The challenge of this competition was to predict which shoppers that responded to a rebate coupon on a specific period, would become repeat buyers of that product. The given dataset was a nearly 1G dataset with one year history of transactions for each shopper.
The biggest difficulty in this competition was to create good features from the dataset of transactions as well as classification, which was then based on these features, and was a blend of various models:
- Extra Trees Classifier (scikit-learn)
- Gradient Boosting Classifier (scikit-learn)
- Gradient Boosting Classifier with Linear models as base estimators (xgboost)
- Quantile Regression (vowpal wabbit)
These models were then blended again using Gradient Boosting, trained on a holdout set of the training data.
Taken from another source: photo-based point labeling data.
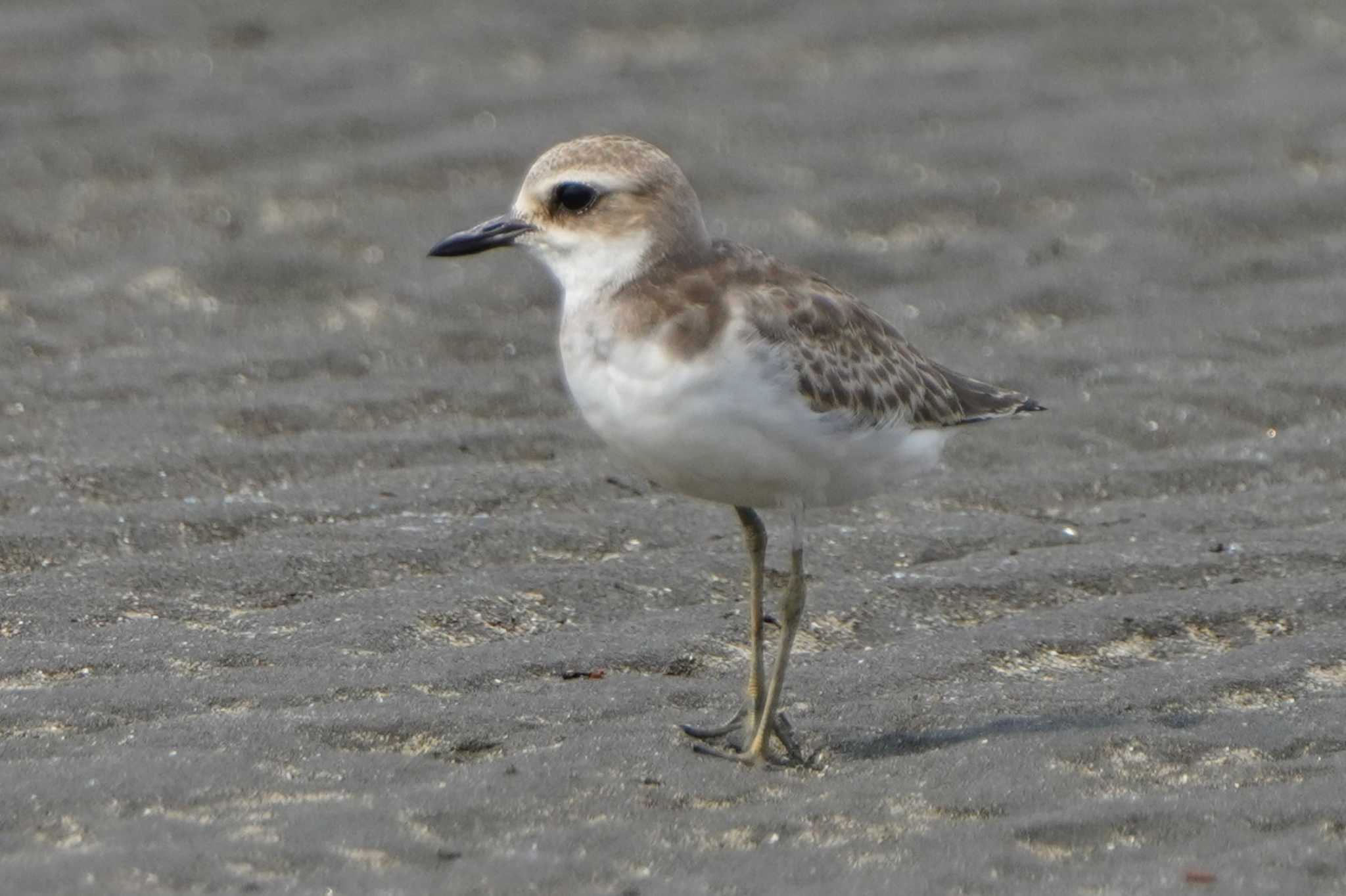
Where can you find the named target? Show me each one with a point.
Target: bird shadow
(901, 743)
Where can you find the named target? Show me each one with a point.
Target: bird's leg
(758, 717)
(754, 540)
(792, 608)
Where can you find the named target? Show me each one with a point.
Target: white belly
(728, 426)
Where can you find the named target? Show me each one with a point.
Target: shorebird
(722, 373)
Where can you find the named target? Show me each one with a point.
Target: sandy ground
(302, 543)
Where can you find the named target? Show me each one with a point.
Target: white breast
(727, 426)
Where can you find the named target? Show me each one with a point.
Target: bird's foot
(738, 735)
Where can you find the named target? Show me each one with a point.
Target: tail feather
(983, 401)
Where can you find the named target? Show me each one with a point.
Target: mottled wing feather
(847, 358)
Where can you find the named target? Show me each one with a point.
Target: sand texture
(313, 581)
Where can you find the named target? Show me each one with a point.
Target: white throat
(593, 269)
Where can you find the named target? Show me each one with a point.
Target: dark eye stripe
(574, 197)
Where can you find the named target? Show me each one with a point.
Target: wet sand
(302, 543)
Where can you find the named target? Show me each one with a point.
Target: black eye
(575, 197)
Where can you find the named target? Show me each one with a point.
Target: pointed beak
(489, 235)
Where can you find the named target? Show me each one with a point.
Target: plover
(723, 373)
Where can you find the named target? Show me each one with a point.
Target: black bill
(489, 235)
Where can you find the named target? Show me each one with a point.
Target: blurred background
(272, 480)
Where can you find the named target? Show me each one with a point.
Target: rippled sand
(302, 543)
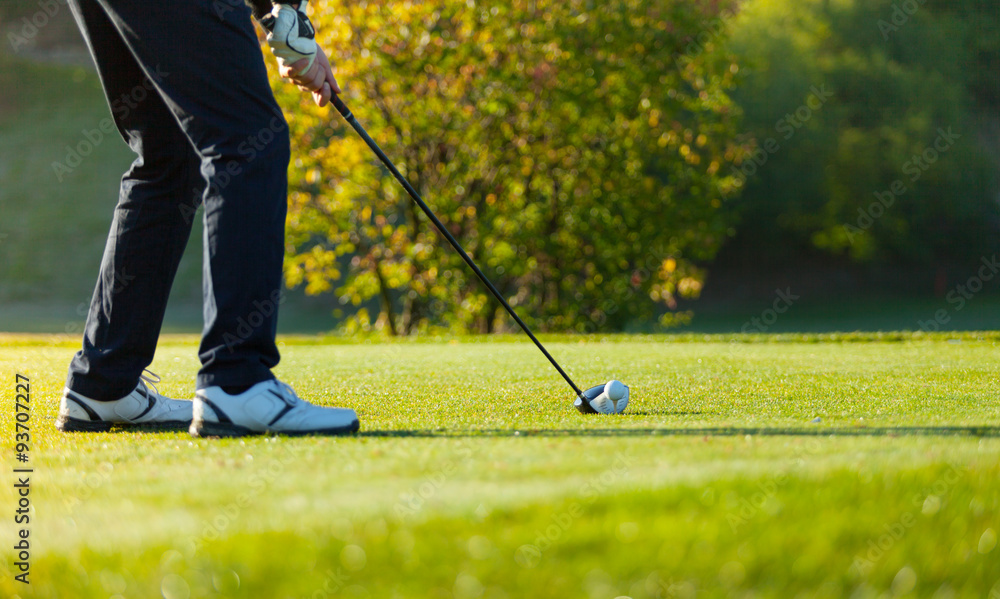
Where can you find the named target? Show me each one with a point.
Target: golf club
(603, 399)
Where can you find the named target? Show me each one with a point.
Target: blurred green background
(855, 148)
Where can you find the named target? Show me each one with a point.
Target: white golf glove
(290, 35)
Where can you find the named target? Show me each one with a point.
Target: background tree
(563, 143)
(899, 72)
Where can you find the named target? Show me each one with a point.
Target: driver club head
(597, 401)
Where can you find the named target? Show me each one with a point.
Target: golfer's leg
(215, 83)
(151, 226)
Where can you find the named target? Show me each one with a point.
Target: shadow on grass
(887, 431)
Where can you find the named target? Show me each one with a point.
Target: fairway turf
(474, 477)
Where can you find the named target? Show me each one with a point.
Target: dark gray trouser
(189, 93)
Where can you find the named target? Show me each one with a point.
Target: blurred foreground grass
(473, 476)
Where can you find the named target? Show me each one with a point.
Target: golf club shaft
(353, 122)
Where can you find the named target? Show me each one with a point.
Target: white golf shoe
(267, 407)
(142, 408)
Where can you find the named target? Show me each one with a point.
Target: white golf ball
(615, 390)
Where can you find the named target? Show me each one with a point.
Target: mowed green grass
(473, 477)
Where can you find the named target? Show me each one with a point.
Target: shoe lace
(148, 379)
(288, 393)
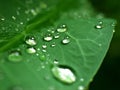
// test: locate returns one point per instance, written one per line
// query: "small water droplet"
(56, 61)
(64, 74)
(44, 46)
(15, 56)
(42, 57)
(66, 40)
(21, 23)
(81, 79)
(31, 50)
(48, 37)
(100, 44)
(113, 30)
(13, 17)
(1, 76)
(30, 40)
(53, 45)
(56, 36)
(16, 88)
(44, 50)
(62, 28)
(99, 25)
(2, 19)
(81, 88)
(18, 13)
(33, 12)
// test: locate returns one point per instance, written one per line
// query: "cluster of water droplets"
(99, 25)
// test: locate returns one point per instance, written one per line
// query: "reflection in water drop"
(81, 88)
(62, 28)
(81, 79)
(48, 37)
(66, 40)
(56, 61)
(42, 57)
(30, 40)
(13, 17)
(16, 88)
(99, 25)
(64, 74)
(2, 19)
(44, 46)
(53, 45)
(31, 50)
(56, 36)
(15, 56)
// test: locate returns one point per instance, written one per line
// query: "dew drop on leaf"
(81, 88)
(81, 79)
(42, 57)
(53, 45)
(44, 50)
(56, 61)
(1, 75)
(30, 40)
(44, 46)
(48, 38)
(21, 23)
(31, 50)
(13, 17)
(99, 25)
(62, 28)
(56, 36)
(64, 74)
(2, 19)
(16, 88)
(15, 56)
(66, 40)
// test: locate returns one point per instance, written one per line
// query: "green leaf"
(60, 37)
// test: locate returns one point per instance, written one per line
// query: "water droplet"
(53, 45)
(42, 57)
(31, 50)
(18, 13)
(66, 40)
(48, 38)
(44, 46)
(113, 30)
(81, 88)
(2, 19)
(44, 50)
(100, 44)
(62, 28)
(21, 23)
(16, 88)
(30, 40)
(56, 61)
(33, 12)
(1, 76)
(56, 36)
(81, 79)
(64, 74)
(99, 25)
(15, 56)
(13, 17)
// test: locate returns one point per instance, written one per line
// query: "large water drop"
(66, 40)
(15, 56)
(64, 74)
(62, 28)
(30, 40)
(31, 50)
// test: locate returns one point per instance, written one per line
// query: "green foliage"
(32, 43)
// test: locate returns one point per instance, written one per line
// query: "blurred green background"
(108, 76)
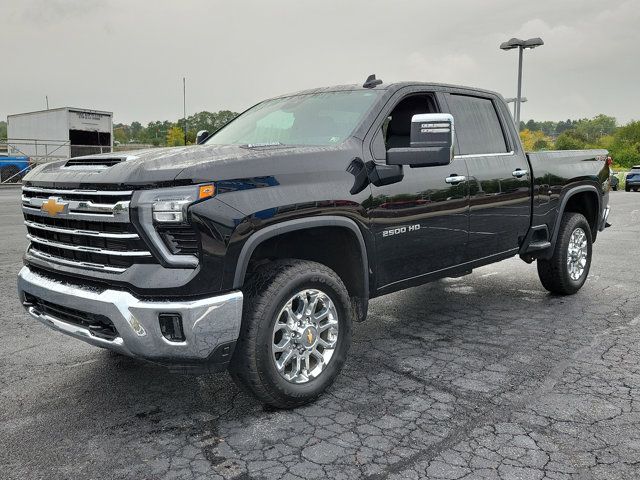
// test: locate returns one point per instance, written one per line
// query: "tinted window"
(477, 125)
(311, 119)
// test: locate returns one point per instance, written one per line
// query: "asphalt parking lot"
(484, 376)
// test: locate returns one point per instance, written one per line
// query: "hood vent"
(93, 162)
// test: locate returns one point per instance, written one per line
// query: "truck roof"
(391, 87)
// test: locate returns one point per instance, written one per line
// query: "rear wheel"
(295, 334)
(567, 270)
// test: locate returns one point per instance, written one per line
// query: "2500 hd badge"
(400, 230)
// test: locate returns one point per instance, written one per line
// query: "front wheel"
(295, 334)
(567, 270)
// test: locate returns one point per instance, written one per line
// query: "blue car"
(632, 182)
(13, 168)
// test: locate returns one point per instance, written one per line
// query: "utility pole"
(184, 107)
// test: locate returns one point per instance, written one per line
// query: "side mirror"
(431, 142)
(201, 136)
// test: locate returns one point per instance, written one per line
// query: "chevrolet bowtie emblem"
(54, 206)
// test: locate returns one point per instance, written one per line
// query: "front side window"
(477, 125)
(326, 118)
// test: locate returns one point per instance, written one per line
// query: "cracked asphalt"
(481, 377)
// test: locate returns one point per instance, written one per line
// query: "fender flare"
(563, 203)
(299, 224)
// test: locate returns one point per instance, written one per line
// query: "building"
(59, 133)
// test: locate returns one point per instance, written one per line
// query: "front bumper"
(211, 326)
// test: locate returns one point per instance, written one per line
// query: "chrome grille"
(89, 228)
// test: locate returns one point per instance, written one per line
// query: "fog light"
(171, 326)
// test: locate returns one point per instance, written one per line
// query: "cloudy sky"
(129, 56)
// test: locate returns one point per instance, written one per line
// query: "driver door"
(421, 224)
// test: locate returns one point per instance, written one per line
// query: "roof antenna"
(371, 82)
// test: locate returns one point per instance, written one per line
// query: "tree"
(175, 137)
(135, 130)
(535, 140)
(625, 146)
(570, 140)
(596, 127)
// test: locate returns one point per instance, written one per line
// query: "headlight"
(171, 207)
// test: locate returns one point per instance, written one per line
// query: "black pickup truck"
(257, 248)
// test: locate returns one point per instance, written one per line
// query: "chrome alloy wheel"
(305, 336)
(577, 253)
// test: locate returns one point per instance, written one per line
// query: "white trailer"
(59, 133)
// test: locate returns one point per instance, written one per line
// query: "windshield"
(314, 119)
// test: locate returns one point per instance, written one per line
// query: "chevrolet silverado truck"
(255, 249)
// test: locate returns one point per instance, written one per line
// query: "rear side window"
(477, 125)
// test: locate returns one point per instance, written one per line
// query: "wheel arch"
(571, 202)
(299, 225)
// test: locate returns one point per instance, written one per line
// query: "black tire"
(265, 294)
(554, 273)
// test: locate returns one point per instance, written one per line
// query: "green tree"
(570, 140)
(625, 146)
(175, 137)
(155, 133)
(135, 131)
(596, 127)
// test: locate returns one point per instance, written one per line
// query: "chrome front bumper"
(210, 325)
This submission requires an installation of xgboost, vowpal wabbit, pandas, numpy and scikit-learn, and has only been tested on MacOS. Note that since this is a large dataset, so I didn't upload dataset. You can download all data and put them in data folder.
- Download the competion data (user_info.csv, user_log.csv, train_label.csv, test_label.csv) and put it in the folder "data"
- Run gen_features.py to create the features files train.csv and test.csv
- Run gen_result.py to create the final submission